All nuts and seeds contain some “antinutrients” that may block absorption of some of their nutrients. Therefore, it’s ideal to soak the nuts/seeds before eating them since this reduces antinutrient content. Another option is to grind seeds in a coffee grinder or blender to break down the hard outer shells before eating them. When pulverized, ground seeds can be used as a flour in most gluten-free recipes, like pancakes, muffins, breads and even pastas. Seeds are sensitive to sunlight and heat, so always store them in a sealed, glass container in your refrigerator or freezer to keep their fatty acids from becoming rancid.

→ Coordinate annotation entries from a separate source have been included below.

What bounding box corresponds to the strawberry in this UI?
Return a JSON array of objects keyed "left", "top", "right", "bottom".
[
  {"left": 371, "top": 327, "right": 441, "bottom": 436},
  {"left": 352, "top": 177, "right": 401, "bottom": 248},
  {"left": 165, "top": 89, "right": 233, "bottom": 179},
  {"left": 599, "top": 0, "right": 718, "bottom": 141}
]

In some countries, you’ll find poppy seed paste is available commercially in tubes or cans. Normally, these pastes are used in dessert-making and contain a mixture of poppy seed, sugar, water and an emulsifier to keep the paste from separating. In the U.S., you can find poppy seed pastes under brand names like Solo and American Almond. These pastes are typically used like jam or almond paste to make filling for cakes, pastries, croissants, etc.
How can you grow poppy seeds at home? Due to their complicated history as a source of opiates, it’s actually illegal to grow poppies in the United States. However, some people still choose to plant poppy flowers (such as species (P. somniferum, P. paeoniflorum and P. rhoeas) in their gardens because poppies produce nice-looking, pink or red flowers.
Poppy Seed Recipes
Try adding a tablespoon or more of poppy seeds to the healthy recipes below:
Precautions and Poppy Seed Side Effects
Just like with other seeds and nuts, in some people, eating poppy seed can cause allergic reactions. This is not very common, especially compared to allergies in response to peanuts or almonds, but it is possible. You’re most likely to be allergic to poppy seed if you also have allergic reactions to hazelnut, rye grain, kiwi, sesame or buckwheat.
While most people can eat food quantities of poppy seed with no problem, you should discuss using larger medicinal amounts with your doctor if you have a history of bowel-related problems, allergies or you’re pregnant/breastfeeding.
Final Thoughts on Poppy Seeds
- Poppy seeds (papaver somniferum) are small black/white/blue seeds that provide manganese, calcium, copper, zinc, iron, linoleic acid (and omega-6 fatty acid) and fiber.
- They are believed to have natural sedative effects and may help support restful sleep. While eating poppy seeds won’t get you high, the poppy seed plant is also used to make opiates (including heroin and morphine). The seeds themselves have very trace amounts of opiates, although sometimes they can cause false positives on drug tests.
- Poppy seeds can be added to granola, dressing, yogurt, chicken salads and baked goods. They may help relieve constipation, support bone health, and reduce coughs.